Key elements of preparedness
International business practices have been revolutionized since the 90s. However, the basic skeleton of foreign investment remains the same. In general terms, investors need legal assurances (to be able to recover their investment, to be able to access impartial justice, to have clear investment rules, to be able to have the same opportunities given to local investors, etc.). They also need well-regulated access to global finance. For implementation, they require integrated project work teams, with steering committees which understand the macro issues but are also kept aware of positive and negative trends that may impact the projects (such as political fluctuations in Venezuela or abroad, or the revision of regulatory or legislative issues, for instance, regarding currency exchange controls, labor regulations or tax implications). Specific issues which are still relevant are, among others, the structuring of the financial guarantees (with special emphasis on real estate). In the Hamaca project financing, the loans were guaranteed with a security trust which was the first of its kind in Venezuela in the oil sector, and which was modelled on the security structure of the Sidor financing (USD 1,800 million), with the first security trust implemented in Venezuela. In both cases, even though the projects were nationalized, the loans were completely paid, and the security trust proved to be a flexible, efficient tool, which continued to be used in other projects. Another key element is the law and jurisdiction provisions of the Venezuelan project contracts, and the use of arbitration for dispute resolutions, as well as other procedural issues.

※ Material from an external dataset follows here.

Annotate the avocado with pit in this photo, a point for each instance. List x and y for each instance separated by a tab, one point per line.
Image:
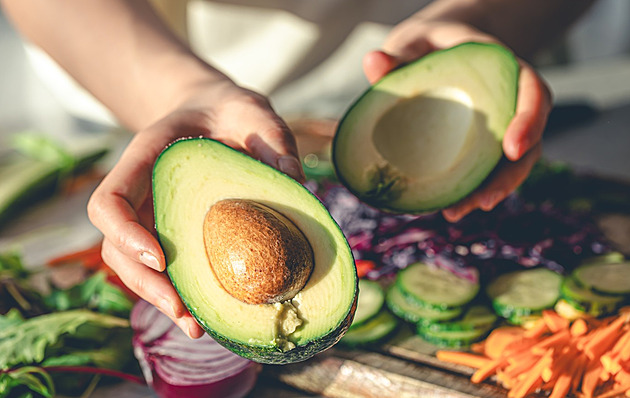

The success of foreign investment, whether it is backed by the legal assurances mentioned above o whether it is made in a more exacting environment, probably depends on the initial structuring of the project. That is, the primary documentary bases that are established at the beginning of the project must be flexible (to cover the different scenarios) and, simultaneously, durable over time. Therefore, the selection and integration of knowledgeable project advisers is essential. Local teams, with experience in international transactions, conversant with financial aspects, and well-informed with regard to the legal and economic environment are probably the most important factors in the success of an investment.
In Venezuela, private equity firms, experienced law firms, financial advisors and organizations such as Venecapital have a clear view of the current situation, of the opportunities which are accessible now and of those which shall rise in the near or medium term future, and how best to take advantage of them.